Monsieur le Voïvode,

Mesdames et Messieurs,

Permettez-moi tout d'abord, Monsieur le Voïvode, de vous remercier pour la chaleur de votre accueil et vos paroles de bienvenue. Mon épouse et moi-même y avons été très sensibles.

En venant dans votre voïvodie, je mesure tout ce qui fait la grandeur de la Pologne.

J'y admire une ville et une région magnifiques ; une ville dont l'histoire prestigieuse se lit, comme à Paris, dans la pierre de ses bâtiments, dans son architecture et ses inestimables trésors qui constituent notre patrimoine culturel européen commun ; une ville dont la noblesse et la richesse sont un symbole de cette Pologne, soeur de la France.

Il y a quatre ans, j'étais alors Maire de Paris, je remettais à la jeune et brillante équipe de Cracovie le prix du concours " Contes et Légendes ". A travers ces récits traditionnels d'une région millénaire, s'exprime l'identité de votre nation.

Cette identité, je la retrouve aujourd'hui, ardente, inébranlable, éternelle. Comment n'être pas ému à l'écoute de cette "mélopée lente et lugubre", pour reprendre les mots de Pierre LOTI, mélopée douloureuse rappelant, du haut de l'Eglise Notre-Dame, les invasions meurtrières auxquelles, souvent, vos anciens dûrent faire face mais dont, toujours, ils surent se relever ?

Ici, dans la région de Cracovie, dans cette majestueuse Cathédrale de Wawel, veillent et reposent les grands hommes de la Pologne. Ici réside l'âme polonaise.

Oui, Monsieur le Voïvode, des vents puissants, ceux de l'Esprit et de l'Histoire, soufflent sur votre région.

Cracovie incarne cet esprit de résistance auquel nous, Français, restons profondément attachés. C'est de Cracovie que partit, en 1794, la grande insurrection patriotique de KOSCIUSZKO, héros de la liberté pour la Pologne et pour le monde, et citoyen d'honneur de la France.

A quelques lieues d'ici, Auschwitz témoigne de la souffrance, de la mémoire et de l'espérance de l'humanité. La souffrance des millions d'êtres humains, et d'abord des juifs, qui, au plus sombre de l'Histoire, disparurent dans les camps. Le devoir de mémoire qui s'impose au monde. Et l'espérance que jamais, plus jamais, nulle part, ne s'accomplisse une telle horreur. L'espérance que l'emporte, un jour, partout, l'esprit de tolérance et de paix.

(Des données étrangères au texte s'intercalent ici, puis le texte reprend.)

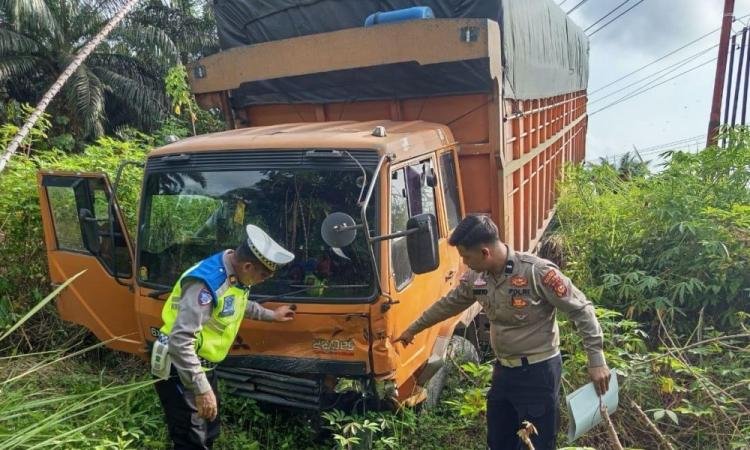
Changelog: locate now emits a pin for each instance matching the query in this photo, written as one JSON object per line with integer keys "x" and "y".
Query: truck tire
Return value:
{"x": 460, "y": 351}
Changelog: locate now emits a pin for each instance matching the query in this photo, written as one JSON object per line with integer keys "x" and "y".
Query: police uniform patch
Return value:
{"x": 553, "y": 281}
{"x": 228, "y": 309}
{"x": 519, "y": 302}
{"x": 204, "y": 297}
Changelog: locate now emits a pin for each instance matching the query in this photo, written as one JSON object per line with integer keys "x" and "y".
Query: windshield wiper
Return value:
{"x": 159, "y": 292}
{"x": 262, "y": 298}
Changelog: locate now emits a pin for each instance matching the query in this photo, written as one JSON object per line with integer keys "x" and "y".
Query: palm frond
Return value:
{"x": 30, "y": 13}
{"x": 149, "y": 40}
{"x": 14, "y": 42}
{"x": 147, "y": 103}
{"x": 88, "y": 94}
{"x": 14, "y": 66}
{"x": 129, "y": 66}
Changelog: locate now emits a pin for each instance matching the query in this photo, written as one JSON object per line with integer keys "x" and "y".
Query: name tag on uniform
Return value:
{"x": 161, "y": 362}
{"x": 228, "y": 309}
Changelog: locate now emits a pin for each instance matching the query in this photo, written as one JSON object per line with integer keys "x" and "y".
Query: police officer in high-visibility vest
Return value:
{"x": 201, "y": 319}
{"x": 520, "y": 294}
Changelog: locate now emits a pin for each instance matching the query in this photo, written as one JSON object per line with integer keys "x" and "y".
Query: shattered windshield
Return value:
{"x": 190, "y": 215}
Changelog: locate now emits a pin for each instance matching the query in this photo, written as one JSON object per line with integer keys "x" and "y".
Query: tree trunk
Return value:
{"x": 58, "y": 84}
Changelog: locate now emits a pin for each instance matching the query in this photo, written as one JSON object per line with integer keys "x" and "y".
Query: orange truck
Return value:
{"x": 359, "y": 149}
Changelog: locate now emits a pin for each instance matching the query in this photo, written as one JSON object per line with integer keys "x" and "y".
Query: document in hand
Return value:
{"x": 583, "y": 407}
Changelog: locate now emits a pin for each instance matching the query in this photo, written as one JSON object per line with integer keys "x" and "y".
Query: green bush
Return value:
{"x": 23, "y": 262}
{"x": 675, "y": 242}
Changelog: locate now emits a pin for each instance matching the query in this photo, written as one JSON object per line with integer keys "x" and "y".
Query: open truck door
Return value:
{"x": 79, "y": 235}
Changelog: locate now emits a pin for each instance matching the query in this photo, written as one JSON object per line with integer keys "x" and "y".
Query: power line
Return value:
{"x": 576, "y": 6}
{"x": 655, "y": 148}
{"x": 674, "y": 67}
{"x": 661, "y": 58}
{"x": 605, "y": 16}
{"x": 629, "y": 96}
{"x": 616, "y": 17}
{"x": 660, "y": 148}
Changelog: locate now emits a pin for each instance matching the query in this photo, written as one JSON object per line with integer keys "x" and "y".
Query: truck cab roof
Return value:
{"x": 403, "y": 139}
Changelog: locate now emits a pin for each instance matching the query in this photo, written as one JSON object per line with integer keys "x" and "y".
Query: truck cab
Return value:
{"x": 352, "y": 298}
{"x": 359, "y": 150}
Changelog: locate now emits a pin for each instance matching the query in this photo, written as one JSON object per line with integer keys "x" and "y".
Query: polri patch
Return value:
{"x": 228, "y": 309}
{"x": 204, "y": 297}
{"x": 518, "y": 281}
{"x": 519, "y": 302}
{"x": 553, "y": 281}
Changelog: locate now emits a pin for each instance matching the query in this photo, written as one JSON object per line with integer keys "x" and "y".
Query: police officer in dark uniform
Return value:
{"x": 519, "y": 293}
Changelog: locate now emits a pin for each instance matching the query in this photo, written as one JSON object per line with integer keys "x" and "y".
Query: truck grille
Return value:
{"x": 274, "y": 388}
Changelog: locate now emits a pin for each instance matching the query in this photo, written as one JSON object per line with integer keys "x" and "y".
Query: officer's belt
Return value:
{"x": 526, "y": 360}
{"x": 205, "y": 364}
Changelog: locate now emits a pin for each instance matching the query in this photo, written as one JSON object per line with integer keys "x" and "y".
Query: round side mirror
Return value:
{"x": 338, "y": 229}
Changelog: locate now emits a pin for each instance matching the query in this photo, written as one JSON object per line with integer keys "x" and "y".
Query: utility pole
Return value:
{"x": 721, "y": 68}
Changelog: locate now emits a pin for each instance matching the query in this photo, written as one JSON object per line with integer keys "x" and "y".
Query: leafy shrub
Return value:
{"x": 675, "y": 242}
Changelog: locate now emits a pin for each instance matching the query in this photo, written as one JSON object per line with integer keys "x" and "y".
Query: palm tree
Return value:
{"x": 39, "y": 39}
{"x": 190, "y": 24}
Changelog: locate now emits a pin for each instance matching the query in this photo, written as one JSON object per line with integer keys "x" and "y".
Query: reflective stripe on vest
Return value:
{"x": 215, "y": 339}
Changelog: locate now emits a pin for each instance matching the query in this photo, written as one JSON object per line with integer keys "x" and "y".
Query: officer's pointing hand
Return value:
{"x": 283, "y": 313}
{"x": 206, "y": 404}
{"x": 600, "y": 377}
{"x": 406, "y": 338}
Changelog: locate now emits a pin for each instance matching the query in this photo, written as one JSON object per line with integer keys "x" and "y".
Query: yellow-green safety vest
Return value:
{"x": 215, "y": 339}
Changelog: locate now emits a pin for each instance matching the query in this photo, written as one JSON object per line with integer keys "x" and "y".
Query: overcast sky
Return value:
{"x": 675, "y": 110}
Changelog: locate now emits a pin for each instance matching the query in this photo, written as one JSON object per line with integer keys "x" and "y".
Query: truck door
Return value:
{"x": 79, "y": 236}
{"x": 412, "y": 194}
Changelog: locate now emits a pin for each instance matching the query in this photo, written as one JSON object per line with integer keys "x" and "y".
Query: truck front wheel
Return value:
{"x": 460, "y": 351}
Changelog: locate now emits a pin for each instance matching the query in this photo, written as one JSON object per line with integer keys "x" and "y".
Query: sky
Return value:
{"x": 675, "y": 110}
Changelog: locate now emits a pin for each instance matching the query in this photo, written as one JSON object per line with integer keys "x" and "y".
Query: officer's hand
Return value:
{"x": 283, "y": 313}
{"x": 600, "y": 377}
{"x": 206, "y": 404}
{"x": 406, "y": 338}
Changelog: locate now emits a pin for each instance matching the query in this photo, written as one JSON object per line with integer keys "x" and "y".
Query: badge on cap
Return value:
{"x": 204, "y": 297}
{"x": 268, "y": 251}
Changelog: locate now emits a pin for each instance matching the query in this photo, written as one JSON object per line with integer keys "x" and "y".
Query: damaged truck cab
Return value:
{"x": 356, "y": 283}
{"x": 359, "y": 150}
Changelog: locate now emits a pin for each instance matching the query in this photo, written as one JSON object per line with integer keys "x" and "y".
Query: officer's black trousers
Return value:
{"x": 187, "y": 430}
{"x": 523, "y": 393}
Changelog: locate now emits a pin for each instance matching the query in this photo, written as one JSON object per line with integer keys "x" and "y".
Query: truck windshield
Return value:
{"x": 190, "y": 215}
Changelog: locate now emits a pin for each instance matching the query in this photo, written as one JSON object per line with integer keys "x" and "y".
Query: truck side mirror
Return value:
{"x": 90, "y": 231}
{"x": 422, "y": 245}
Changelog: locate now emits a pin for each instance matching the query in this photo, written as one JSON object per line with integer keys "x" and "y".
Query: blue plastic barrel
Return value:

C'est enfin chez vous, à Cracovie, qu'il y a mille ans, nos deux peuples tissaient leurs premiers liens d'amitié. Et en venant dans votre voïvodie, j'ai souhaité marquer l'ancienneté, la force et l'intensité de la relation qui unit la France et la Pologne.

Ici, eurent lieu les premiers échanges entre nos deux nations. Ici, dès le Xème siècle, les bénédictins de Cluny ouvrirent des monastères. Ici, en 1050, l'un de leurs prieurs, le Français Haron, fut nommé Evêque de Cracovie. Dans le même temps, de nombreux prélats polonais séjournèrent en France. La plus marquante de ces visites restera, sans doute, celle de l'Evêque Stanislas qui, pendant sept ans, fréquenta la Sorbonne.

Depuis, notre dialogue n'a cessé de s'approfondir. Aujourd'hui, grâce notamment à notre très dynamique Institut français, grâce à votre prestigieuse université jagellone au sein de laquelle, depuis toujours, s'étudient la langue et la culture françaises, penseurs, créateurs et chercheurs de nos deux pays peuvent se retrouver et nourrir leurs échanges.

Ensemble, assurons-nous que dans l'Europe qui se construit, cette Europe que nous voulons respectueuse des différences, des cultures et des valeurs propres à chaque nation, la culture polonaise et la culture française puissent dialoguer, comme elle l'ont toujours fait, et s'enrichir l'une de l'autre.

Mais notre longue fraternité s'étend bien au-delà des seuls domaines de la pensée et des arts.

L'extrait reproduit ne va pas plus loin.